Leopold: That thing is a damned hazard! Kate: It's just a toaster! Leopold: Well, insertion of bread into that so-called toaster produces no toast at all, merely warm bread! Inserting the bread twice produces charcoal. So, clearly, to make proper toast it requires one and a half insertions, which is something for which the apparatus doesn't begin to allow! One assumes that when the General of Electric built it, he might have tried using it. One assumes the General might take pride in his creations instead of just foisting them on an unsuspecting public. Kate: You know something? Nobody gives a rat's ass that you have to push the toast down twice. You know why? Because everybody pushes their toast down twice! Leopold: Not where I come from. Kate: Oh, right. Where you come from, toast is the result of reflection and study! Leopold: Ah yes, you mock me. But perhaps one day when you've awoken from a pleasant slumber to the scent of a warm brioche smothered in marmalade and fresh creamery butter, you'll understand that life is not solely composed of tasks, but tastes. Kate: [mesmerized] Say that again.
[Leopold and Charlie leave the club. Charlie is fuming because Leopold has enthralled Patrice, Charlie's love interest] Charlie: And I would have gotten her number if you hadn't turned the evening into a guided tour of the Louvre! Leopold: My apologies. Charlie: Let's get one thing straight. Patrice, she thought you were cute - probably gay, and cute - and cute, Leo, that's just the kiss of death. Leopold: Perhaps. Charlie: Perhaps? Certainly! Leopold: [produces a napkin] I believe this is her number. [Charlie takes it from him in disbelief] Leopold: As I see it, Patrice has not an inkling of your affections, and it's no wonder.
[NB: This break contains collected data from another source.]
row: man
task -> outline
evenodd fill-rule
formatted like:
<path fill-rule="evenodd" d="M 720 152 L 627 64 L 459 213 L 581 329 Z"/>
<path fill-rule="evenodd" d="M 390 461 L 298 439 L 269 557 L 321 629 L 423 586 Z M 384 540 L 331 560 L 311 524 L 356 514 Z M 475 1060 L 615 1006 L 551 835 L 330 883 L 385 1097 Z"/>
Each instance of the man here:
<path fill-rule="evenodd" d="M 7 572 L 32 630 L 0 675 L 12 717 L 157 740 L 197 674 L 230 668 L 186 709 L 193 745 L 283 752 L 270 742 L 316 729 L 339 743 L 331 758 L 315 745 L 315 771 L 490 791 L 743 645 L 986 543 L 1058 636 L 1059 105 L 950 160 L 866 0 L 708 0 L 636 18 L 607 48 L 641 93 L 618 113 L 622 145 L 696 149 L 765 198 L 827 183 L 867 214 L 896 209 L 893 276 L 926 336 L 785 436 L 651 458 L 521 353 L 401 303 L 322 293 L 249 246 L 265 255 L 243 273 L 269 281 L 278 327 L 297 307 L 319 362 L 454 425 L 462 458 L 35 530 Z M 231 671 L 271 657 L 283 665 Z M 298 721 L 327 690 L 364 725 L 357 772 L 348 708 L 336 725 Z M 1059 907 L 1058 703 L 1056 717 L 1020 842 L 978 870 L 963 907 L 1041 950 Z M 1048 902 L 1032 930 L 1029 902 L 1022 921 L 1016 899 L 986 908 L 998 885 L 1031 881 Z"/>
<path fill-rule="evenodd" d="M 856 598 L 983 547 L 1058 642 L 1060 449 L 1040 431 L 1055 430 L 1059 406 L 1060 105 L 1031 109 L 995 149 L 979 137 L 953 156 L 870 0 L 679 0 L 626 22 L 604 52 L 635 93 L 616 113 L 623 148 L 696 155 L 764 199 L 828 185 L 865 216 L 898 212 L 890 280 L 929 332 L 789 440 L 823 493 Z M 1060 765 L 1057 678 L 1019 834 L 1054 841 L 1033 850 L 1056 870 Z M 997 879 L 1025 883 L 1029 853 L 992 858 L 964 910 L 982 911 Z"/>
You, Charles, are a merry-andrew. Charlie: A what? Leopold: Everything plays a farce to you. Women respond to sincerity. No-one wants to be romanced by a buffoon. Now, that number rings her. Charlie: Yes? Leopold: So ring her tomorrow. Charlie: I can't. She gave the number to you. Leopold: Only because I told her of your affections. Charlie: [taken aback] Wha - what did you say? Leopold: Merely that you admired her, but you were hesitant to make an overture, as you'd been told she was courting another. Charlie: Shit... that's good! Well, what did she say? Leopold: She handed me the napkin. [Charlie rushes under a lit store window to read the napkin, and starts dialing his cell phone] Leopold: Charles, it's quite late. Charlie: No, no, she won't be home yet. I get her machine and leave a message, ball's in her court. Leopold: You're ladling calculation upon comedy. The point is, to keep the ball in *your* court. Charlie: [slaps his phone shut] You're right! You're right!
Stuart: Women have changed since your time, Leo. They've become dangerous!
Kate: I wasted the best years of my life on you. Stuart: Those were your best years?
Kate: Are you for real? Leopold: I believe so.
Kate: Look, this is not complex. He gave me the Palm Pilot, he just forgot the pointy thing. Leopold: I've been warned about you. Kate: Oh. And what, pray tell, did the great disappointment say?
Stuart: Maybe the reason I was your guy was so I could help you find your guy.
Kate: I'm not the protagonist in a major motion picture.